If someone would ask me if I'm familiar with websockets then I would answer yes. If there were to ask a follow up question on how it works then I'd be stumped. The only thing I realized that I know about websockets is that it is first initiated by an [[HTTP]] request and then the underlying [[TCP]] connection for that request is hijacked and kept open for communication.
I know there is the [[The Websocket Protocol]] but other than an initial handshake what does it do? And how does one proxy it, is it possible to just proxy the request as normal or do you need to hijack at each proxy and recreate the request to send further?
## Reading the websocket protocol
I'll start of by reading the protocol specification found at [The Websocket Protocol](https://datatracker.ietf.org/doc/html/rfc6455). I may choose to at many of the notes I take from that into [[The Websocket Protocol]] and keep the notes on how the protocol may affect my implementation.

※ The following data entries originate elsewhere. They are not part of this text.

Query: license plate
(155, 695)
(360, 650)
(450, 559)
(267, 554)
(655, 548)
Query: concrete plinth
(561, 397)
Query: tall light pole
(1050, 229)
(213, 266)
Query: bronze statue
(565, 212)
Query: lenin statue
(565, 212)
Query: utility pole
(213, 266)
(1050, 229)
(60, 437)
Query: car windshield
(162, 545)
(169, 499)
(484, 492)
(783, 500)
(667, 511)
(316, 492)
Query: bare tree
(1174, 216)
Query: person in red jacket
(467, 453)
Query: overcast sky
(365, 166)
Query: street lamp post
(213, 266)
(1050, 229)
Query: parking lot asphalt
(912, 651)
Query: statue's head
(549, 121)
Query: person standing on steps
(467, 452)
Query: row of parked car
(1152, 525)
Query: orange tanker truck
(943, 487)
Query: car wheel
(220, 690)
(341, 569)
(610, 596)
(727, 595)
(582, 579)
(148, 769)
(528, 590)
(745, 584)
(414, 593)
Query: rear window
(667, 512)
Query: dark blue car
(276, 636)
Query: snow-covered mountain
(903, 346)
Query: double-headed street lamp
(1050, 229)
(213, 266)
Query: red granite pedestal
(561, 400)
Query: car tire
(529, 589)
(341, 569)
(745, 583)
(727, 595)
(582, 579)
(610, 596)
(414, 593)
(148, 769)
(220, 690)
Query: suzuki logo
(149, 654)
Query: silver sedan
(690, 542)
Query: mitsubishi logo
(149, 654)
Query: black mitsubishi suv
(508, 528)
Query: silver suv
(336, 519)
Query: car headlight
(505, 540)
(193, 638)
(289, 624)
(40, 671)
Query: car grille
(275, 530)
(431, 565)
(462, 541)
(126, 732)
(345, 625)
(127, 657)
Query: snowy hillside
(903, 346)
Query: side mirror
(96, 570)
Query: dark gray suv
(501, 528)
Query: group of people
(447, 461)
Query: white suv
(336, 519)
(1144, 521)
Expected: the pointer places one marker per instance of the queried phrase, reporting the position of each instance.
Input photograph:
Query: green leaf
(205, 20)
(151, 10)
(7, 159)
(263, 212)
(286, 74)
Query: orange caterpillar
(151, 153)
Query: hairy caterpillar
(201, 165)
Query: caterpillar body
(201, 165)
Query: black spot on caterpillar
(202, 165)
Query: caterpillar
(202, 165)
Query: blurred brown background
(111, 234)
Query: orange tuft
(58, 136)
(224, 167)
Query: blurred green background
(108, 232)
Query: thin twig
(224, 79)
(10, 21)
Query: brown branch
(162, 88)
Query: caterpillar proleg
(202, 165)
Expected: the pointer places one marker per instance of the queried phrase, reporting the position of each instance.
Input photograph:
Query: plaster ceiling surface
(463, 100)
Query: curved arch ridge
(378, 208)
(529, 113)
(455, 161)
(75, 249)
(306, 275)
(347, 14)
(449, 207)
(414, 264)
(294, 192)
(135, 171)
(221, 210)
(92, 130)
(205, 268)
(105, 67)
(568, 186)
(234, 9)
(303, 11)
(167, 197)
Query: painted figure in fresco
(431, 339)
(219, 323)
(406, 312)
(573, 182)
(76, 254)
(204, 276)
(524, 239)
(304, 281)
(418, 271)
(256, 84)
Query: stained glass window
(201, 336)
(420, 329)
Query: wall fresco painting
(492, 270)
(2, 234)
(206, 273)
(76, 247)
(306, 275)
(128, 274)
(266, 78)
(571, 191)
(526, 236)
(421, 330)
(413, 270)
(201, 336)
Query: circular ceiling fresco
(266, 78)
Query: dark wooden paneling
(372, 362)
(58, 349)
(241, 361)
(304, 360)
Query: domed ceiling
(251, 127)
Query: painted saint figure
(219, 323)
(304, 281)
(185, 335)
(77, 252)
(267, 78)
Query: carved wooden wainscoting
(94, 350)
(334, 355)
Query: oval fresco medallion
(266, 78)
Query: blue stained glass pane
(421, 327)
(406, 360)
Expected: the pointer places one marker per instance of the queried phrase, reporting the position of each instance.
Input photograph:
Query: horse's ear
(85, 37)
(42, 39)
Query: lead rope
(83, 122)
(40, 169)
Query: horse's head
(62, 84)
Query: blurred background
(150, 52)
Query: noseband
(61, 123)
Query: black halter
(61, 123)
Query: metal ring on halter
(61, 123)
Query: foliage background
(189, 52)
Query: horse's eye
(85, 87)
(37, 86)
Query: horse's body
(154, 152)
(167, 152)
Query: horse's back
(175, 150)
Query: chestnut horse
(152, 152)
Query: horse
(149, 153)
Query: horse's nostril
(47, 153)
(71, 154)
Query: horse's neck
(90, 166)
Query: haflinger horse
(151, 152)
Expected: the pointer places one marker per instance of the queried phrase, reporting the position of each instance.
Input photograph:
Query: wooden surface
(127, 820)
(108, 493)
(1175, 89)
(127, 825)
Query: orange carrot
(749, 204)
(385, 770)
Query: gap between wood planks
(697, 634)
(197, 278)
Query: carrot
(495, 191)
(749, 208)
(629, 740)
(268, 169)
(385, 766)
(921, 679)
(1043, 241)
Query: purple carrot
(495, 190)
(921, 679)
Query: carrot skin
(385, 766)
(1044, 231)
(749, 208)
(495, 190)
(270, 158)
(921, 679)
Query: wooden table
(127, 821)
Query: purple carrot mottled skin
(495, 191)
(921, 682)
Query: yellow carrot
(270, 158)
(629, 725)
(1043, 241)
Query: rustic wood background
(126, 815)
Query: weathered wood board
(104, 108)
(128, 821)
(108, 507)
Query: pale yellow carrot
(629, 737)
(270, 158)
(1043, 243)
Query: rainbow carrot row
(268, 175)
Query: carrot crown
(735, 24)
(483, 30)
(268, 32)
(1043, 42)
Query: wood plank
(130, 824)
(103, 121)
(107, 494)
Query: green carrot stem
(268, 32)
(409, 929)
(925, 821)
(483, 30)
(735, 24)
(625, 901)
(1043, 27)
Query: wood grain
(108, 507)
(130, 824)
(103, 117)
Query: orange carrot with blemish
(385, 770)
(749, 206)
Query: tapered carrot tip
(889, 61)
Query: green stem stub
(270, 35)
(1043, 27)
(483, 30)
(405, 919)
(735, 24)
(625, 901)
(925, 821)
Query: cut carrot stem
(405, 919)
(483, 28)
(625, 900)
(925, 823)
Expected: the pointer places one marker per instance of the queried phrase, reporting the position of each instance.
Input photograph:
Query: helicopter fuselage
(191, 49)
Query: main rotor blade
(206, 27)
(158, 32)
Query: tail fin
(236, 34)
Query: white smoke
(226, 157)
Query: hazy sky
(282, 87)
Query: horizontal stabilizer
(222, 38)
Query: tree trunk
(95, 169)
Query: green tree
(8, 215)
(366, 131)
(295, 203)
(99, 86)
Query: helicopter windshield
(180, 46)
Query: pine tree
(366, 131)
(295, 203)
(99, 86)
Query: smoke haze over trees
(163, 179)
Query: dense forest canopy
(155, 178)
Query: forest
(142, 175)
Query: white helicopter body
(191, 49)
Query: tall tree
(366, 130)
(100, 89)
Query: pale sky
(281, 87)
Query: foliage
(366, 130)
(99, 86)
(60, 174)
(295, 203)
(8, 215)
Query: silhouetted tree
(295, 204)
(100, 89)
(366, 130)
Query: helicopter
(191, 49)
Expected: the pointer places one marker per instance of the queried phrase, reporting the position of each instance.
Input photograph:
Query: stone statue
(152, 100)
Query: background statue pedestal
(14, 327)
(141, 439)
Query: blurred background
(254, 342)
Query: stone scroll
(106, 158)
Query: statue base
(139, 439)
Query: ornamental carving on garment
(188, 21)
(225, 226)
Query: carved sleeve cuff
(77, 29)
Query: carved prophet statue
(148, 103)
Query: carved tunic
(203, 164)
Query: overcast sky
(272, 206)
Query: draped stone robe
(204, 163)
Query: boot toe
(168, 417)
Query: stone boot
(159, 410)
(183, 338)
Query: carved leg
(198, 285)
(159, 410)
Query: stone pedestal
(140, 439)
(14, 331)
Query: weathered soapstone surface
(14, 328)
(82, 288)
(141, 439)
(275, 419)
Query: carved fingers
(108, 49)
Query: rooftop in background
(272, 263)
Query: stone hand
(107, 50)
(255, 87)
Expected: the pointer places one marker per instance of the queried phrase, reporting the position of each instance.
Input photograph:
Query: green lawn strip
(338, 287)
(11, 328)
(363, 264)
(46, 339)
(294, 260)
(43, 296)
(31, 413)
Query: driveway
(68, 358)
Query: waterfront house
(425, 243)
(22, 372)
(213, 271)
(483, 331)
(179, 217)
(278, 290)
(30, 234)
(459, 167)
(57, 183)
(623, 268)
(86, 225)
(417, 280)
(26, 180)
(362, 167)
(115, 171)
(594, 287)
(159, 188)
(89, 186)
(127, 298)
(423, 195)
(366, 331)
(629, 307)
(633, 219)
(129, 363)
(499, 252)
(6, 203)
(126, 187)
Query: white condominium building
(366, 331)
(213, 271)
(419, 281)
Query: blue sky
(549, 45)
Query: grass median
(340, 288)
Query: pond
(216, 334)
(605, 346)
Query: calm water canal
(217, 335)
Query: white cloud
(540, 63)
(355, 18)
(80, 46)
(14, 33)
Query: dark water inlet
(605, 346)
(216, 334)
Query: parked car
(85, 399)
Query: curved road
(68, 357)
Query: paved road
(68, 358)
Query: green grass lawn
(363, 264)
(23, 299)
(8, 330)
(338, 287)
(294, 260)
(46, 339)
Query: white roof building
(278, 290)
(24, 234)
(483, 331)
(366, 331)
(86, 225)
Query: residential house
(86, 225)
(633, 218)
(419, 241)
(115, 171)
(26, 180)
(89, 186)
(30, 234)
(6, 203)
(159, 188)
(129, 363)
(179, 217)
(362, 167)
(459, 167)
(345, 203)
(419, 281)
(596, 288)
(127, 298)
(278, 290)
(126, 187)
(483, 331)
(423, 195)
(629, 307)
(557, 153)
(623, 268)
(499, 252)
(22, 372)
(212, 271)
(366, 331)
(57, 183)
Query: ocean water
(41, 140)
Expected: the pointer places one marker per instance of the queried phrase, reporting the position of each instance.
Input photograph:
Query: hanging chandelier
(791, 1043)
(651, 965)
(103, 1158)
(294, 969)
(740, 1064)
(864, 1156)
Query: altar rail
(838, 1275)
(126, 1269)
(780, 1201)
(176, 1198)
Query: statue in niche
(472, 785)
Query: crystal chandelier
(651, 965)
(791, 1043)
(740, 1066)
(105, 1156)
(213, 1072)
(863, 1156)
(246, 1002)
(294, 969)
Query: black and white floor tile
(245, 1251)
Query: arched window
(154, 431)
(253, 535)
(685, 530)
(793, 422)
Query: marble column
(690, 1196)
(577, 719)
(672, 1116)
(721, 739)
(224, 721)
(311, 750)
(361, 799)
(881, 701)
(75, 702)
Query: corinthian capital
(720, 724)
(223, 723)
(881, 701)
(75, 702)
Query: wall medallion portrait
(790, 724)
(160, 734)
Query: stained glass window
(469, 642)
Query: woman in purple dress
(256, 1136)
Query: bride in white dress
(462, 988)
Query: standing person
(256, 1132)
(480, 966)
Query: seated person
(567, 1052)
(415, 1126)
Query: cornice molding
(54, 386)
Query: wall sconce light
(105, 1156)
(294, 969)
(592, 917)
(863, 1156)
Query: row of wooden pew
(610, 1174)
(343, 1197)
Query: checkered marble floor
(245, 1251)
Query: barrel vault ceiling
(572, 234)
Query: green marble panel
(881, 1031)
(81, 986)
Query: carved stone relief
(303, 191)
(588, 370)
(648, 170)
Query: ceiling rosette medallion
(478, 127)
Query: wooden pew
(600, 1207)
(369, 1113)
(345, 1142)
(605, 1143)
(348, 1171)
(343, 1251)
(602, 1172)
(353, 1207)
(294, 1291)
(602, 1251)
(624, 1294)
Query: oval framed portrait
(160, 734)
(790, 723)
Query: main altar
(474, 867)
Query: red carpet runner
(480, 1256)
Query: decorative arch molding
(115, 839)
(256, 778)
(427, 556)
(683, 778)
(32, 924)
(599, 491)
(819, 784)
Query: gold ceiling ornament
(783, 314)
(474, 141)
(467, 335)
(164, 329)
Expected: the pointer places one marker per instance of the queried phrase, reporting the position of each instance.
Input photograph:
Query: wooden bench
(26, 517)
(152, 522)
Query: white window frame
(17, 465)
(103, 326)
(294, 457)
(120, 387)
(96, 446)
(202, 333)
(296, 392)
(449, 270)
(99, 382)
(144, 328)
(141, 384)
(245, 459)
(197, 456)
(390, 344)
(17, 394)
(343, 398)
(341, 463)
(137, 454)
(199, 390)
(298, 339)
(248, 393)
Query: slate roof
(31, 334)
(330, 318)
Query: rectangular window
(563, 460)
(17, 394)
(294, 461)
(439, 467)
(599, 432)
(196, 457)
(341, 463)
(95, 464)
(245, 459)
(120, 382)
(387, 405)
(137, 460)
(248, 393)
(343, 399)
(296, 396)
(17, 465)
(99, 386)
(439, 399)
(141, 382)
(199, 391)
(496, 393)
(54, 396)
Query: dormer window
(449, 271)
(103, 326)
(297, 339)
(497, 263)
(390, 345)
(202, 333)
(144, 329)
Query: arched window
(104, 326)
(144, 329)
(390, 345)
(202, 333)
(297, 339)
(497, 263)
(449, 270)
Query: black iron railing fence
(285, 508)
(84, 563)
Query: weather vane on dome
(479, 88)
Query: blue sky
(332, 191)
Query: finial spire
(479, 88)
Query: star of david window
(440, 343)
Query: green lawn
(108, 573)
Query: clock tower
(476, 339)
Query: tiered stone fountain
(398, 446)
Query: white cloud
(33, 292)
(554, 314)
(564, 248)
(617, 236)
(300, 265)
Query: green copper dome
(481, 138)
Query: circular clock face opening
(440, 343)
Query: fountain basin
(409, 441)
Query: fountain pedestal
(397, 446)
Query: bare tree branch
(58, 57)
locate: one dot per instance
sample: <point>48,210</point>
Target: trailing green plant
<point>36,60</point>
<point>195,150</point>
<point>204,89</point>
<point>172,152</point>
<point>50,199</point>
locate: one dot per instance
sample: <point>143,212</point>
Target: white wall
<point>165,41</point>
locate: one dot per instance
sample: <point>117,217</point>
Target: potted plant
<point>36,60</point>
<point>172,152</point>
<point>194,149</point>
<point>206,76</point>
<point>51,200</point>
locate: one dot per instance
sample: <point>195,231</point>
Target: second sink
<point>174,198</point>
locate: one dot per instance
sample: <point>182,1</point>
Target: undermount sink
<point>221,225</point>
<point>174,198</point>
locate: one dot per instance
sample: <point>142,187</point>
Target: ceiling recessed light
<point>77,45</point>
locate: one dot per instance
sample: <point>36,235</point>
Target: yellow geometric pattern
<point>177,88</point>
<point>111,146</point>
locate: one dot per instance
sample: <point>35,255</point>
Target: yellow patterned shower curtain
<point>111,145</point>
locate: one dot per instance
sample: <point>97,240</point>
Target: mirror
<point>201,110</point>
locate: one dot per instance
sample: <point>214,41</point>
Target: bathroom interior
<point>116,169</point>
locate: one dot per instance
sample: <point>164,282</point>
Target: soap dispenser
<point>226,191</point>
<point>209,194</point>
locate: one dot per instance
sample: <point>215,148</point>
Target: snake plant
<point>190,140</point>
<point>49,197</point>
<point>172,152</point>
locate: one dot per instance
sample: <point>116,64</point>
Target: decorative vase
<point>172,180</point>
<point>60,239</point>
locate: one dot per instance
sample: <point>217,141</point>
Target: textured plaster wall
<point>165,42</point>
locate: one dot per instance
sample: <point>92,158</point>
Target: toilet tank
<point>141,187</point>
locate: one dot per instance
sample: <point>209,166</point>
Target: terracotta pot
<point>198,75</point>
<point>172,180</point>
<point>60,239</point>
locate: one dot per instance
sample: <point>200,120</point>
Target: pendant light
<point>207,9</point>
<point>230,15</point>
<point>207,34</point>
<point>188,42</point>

After reading the specification it seems I only need to consider the initial handshake (and possibly correctly responding to the close handshake). In [[The Websocket Protocol#Completing the handshake|completing the handshake]] to complete the initial handshake the server needs to respond with:
```
HTTP/1.1 101 Switching Protocols
Upgrade: websocket
Connection: Upgrade
Sec-WebSocket-Accept: <some_key>
Sec-WebSocket-Protocol: <some_subprotocol_name>
```
I should need to attempt to interpret anything past the `Upgrade` and `Connection` headers. Since I'll be opening a [[Dedicated tunnel|dedicated tunnel]] for each websocket request, all I need to make sure is the the response is correctly routed back to the caller after I have hijacked the network connection.